Un gruppo di azionisti di Nestlé vorrebbe che facesse meno cibo spazzatura
Sostengono che l'azienda, una delle più grandi del settore alimentare, dovrebbe puntare di più su prodotti salutari
In occasione dell’assemblea annuale degli azionisti, un consistente gruppo di investitori di Nestlé, una delle più grandi multinazionali del settore alimentare, ha formalmente espresso la sua preoccupazione sul fatto che l’azienda sembra basare troppa parte del suo business sul cosiddetto cibo spazzatura, tra cui merendine, dolciumi e surgelati. Secondo questi investitori il problema non è solo di natura etica e relativa a questioni di salute, ma soprattutto finanziaria: l’azienda potrebbe perdere quote di mercato visto che i consumatori sembrano gradualmente preferire sempre di più prodotti più salutari.
L’amministratore delegato di Nestlé Mark Schneider ha detto che la società ha comunque fatto progressi nel ridurre la presenza di sodio, zuccheri e grassi saturi tra gli ingredienti dei suoi prodotti. Tuttavia c’è comunque un limite a quanto alcuni dei suoi prodotti possono essere resi salutari: è l’azienda che produce i KitKat, le Smarties, i Maxibon, tutti prodotti che non hanno mai avuto la pretesa di essere sani. Proprio recentemente Nestlé aveva ammesso con un’inedita operazione di trasparenza che meno della metà dei suoi ricavi deriva da prodotti considerati salutari.
Il gruppo di azionisti, composto principalmente da grosse società finanziarie e fondi pensione, ha dunque chiesto all’azienda di aumentare la quota di ricavi che proviene dalla vendita di cibo e bevande meno dannose per la salute. Dietro le proposte degli azionisti di Nestlé ci sono anche considerazioni di carattere pratico: molti paesi stanno introducendo tasse sui prodotti ad alto contenuto di zuccheri e restrizioni sulle pubblicità. In entrambi i casi si tratta di decisioni che potrebbero danneggiare i profitti dell’azienda.
La mossa degli azionisti di Nestlé si inserisce in una tendenza sempre più diffusa nel mondo della finanza, che ha cominciato a considerare rischi finanziari quelli legati a dimensioni non strettamente economiche, come nel caso delle variabili ESG (Environmental, Social and Governance, ossia ambientali, sociali e legate alla gestione dell’impresa). L’idea è che oltre all’aspetto finanziario di un investimento bisogna anche considerare altri elementi, come l’etica e l’impatto ambientale, e che sul medio-lungo periodo investimenti più etici potrebbero diventare anche più redditizi.
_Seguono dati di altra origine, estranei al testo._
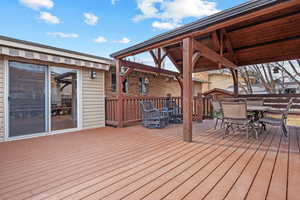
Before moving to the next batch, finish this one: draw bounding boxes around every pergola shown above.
[111,0,300,142]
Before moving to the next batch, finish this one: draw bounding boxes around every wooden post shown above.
[231,69,239,98]
[183,38,193,142]
[116,59,124,128]
[197,92,203,123]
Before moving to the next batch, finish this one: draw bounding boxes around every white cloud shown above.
[19,0,54,10]
[94,36,107,43]
[133,0,219,29]
[115,37,130,44]
[39,12,60,24]
[83,13,98,26]
[47,32,79,38]
[152,21,179,30]
[111,0,119,5]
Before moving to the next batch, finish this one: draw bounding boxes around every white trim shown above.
[77,68,83,129]
[4,59,9,141]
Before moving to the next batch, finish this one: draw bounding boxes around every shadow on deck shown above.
[0,121,300,200]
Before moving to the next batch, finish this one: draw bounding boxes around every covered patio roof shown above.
[111,0,300,141]
[111,0,300,72]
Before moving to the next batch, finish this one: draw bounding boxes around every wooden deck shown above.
[0,121,300,200]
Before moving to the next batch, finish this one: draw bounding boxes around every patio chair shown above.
[258,98,294,137]
[211,100,224,129]
[140,101,169,128]
[246,99,264,106]
[246,99,264,121]
[221,102,258,139]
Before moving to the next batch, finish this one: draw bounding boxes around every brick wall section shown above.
[105,71,202,97]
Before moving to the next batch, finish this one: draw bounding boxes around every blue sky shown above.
[0,0,246,57]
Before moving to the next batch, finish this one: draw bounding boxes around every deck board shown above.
[0,121,300,200]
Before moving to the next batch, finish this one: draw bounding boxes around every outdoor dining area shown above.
[212,98,294,139]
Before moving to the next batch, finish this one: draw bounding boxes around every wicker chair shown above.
[221,102,258,139]
[258,98,294,137]
[140,101,169,128]
[211,100,224,129]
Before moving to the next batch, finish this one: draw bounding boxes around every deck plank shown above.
[246,131,282,200]
[0,121,300,200]
[287,128,300,200]
[204,130,272,200]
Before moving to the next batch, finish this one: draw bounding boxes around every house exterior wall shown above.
[0,56,105,142]
[105,71,202,97]
[82,69,105,129]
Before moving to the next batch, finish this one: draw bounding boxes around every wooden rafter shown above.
[221,29,238,64]
[120,60,180,76]
[193,40,237,68]
[163,48,182,73]
[149,50,158,65]
[149,48,168,69]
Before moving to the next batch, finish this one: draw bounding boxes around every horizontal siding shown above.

Per esempio ottennero molta risonanza le dichiarazioni di Larry Fink, l’amministratore delegato della più grande società d’investimento al mondo, BlackRock, che è convinto del fatto che considerare questi fattori etici alla pari delle valutazioni finanziarie sia una questione di buon senso quando bisogna decidere come investire. Nella sua lettera annuale del 2020 ai dirigenti Fink scrisse che “il rischio climatico è un rischio di investimento”.
Su queste teorie ci sono comunque molte polemiche, e alcuni ritengono che l’insistenza dei grandi operatori finanziari sugli investimenti “etici” sia soprattutto di facciata.